Temporal-Aware Graph Attention Network for Cryptocurrency Transaction Fraud Detection

• URL: http://arxiv.org/abs/2506.21382v1
• Date: Thu, 26 Jun 2025 15:34:06 GMT
• Title: Temporal-Aware Graph Attention Network for Cryptocurrency Transaction Fraud Detection
• Authors: Zhi Zheng, Bochuan Zhou, Yuping Song,
• Abstract summary: This paper proposes an Augmented Temporal-aware Graph Attention Network (ATGAT) that enhances detection performance.<n>Experiments on the Elliptic++ cryptocurrency dataset demonstrate that ATGAT achieves an AUC of 0.9130, representing a 9.2% improvement over the best traditional method.

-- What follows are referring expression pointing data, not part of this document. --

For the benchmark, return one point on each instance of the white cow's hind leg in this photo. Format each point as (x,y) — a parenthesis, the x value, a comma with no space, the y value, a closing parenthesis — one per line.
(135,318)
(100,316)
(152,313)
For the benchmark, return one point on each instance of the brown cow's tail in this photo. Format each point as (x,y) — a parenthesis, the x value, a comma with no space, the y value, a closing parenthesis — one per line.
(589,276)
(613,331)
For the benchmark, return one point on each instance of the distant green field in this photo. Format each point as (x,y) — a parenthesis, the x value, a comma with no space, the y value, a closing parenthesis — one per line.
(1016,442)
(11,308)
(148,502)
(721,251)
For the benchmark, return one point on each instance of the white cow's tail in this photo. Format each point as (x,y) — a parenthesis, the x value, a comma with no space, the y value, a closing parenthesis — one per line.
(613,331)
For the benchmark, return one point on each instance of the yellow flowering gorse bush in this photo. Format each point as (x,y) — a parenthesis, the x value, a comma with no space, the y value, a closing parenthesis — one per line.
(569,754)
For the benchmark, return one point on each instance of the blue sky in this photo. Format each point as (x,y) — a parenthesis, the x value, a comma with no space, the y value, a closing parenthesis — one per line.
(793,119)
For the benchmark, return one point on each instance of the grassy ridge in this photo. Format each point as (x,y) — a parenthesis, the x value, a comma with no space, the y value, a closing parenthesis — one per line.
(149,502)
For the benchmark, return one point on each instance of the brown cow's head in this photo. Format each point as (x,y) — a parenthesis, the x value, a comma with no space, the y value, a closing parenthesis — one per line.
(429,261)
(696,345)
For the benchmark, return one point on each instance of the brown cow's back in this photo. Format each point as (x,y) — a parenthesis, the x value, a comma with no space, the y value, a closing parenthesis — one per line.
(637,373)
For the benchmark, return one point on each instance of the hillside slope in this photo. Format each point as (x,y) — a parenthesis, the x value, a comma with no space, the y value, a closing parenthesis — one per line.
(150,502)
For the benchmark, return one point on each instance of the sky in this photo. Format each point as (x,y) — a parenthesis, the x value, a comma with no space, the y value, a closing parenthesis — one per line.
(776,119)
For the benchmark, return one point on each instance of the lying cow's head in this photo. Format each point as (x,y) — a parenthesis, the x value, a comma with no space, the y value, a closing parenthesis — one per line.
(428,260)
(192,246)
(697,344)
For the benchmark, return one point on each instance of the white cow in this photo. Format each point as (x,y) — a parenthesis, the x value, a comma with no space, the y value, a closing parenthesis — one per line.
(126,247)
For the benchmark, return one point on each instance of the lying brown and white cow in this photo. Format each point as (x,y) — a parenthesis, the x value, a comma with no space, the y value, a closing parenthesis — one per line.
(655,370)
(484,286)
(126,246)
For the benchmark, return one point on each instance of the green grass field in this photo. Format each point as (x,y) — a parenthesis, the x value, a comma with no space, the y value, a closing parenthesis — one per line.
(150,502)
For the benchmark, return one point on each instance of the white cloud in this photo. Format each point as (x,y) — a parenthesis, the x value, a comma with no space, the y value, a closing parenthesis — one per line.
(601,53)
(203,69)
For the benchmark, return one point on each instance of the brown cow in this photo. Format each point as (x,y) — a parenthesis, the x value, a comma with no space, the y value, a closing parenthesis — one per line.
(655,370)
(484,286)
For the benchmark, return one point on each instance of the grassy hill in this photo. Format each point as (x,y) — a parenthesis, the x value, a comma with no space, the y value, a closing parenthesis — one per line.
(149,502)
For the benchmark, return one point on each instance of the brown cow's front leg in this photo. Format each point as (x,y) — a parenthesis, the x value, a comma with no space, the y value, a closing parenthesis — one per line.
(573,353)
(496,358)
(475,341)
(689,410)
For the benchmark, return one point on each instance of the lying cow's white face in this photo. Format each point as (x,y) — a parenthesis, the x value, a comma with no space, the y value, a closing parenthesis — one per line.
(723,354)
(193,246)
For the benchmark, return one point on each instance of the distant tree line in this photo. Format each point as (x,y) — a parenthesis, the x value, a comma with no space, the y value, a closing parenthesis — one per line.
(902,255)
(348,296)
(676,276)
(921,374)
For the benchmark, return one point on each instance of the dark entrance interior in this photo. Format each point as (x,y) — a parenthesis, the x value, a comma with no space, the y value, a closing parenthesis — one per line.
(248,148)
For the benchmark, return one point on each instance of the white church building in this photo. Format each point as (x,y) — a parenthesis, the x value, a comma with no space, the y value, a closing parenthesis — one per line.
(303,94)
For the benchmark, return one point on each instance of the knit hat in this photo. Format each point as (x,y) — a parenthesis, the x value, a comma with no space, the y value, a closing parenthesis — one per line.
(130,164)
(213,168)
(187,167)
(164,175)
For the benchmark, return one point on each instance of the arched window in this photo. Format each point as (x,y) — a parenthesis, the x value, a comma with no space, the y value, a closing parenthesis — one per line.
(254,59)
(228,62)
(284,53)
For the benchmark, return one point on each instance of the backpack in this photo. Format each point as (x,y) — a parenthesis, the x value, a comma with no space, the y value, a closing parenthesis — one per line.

• Score: 2.1161810694525807
• License: http://arxiv.org/licenses/nonexclusive-distrib/1.0/
• Abstract: Cryptocurrency transaction fraud detection faces the dual challenges of increasingly complex transaction patterns and severe class imbalance. Traditional methods rely on manual feature engineering and struggle to capture temporal and structural dependencies in transaction networks. This paper proposes an Augmented Temporal-aware Graph Attention Network (ATGAT) that enhances detection performance through three modules: (1) designing an advanced temporal embedding module that fuses multi-scale time difference features with periodic position encoding; (2) constructing a temporal-aware triple attention mechanism that jointly optimizes structural, temporal, and global context attention; (3) employing weighted BCE loss to address class imbalance. Experiments on the Elliptic++ cryptocurrency dataset demonstrate that ATGAT achieves an AUC of 0.9130, representing a 9.2% improvement over the best traditional method XGBoost, 12.0% over GCN, and 10.0% over standard GAT. This method not only validates the enhancement effect of temporal awareness and triple attention mechanisms on graph neural networks, but also provides financial institutions with more reliable fraud detection tools, with its design principles generalizable to other temporal graph anomaly detection tasks.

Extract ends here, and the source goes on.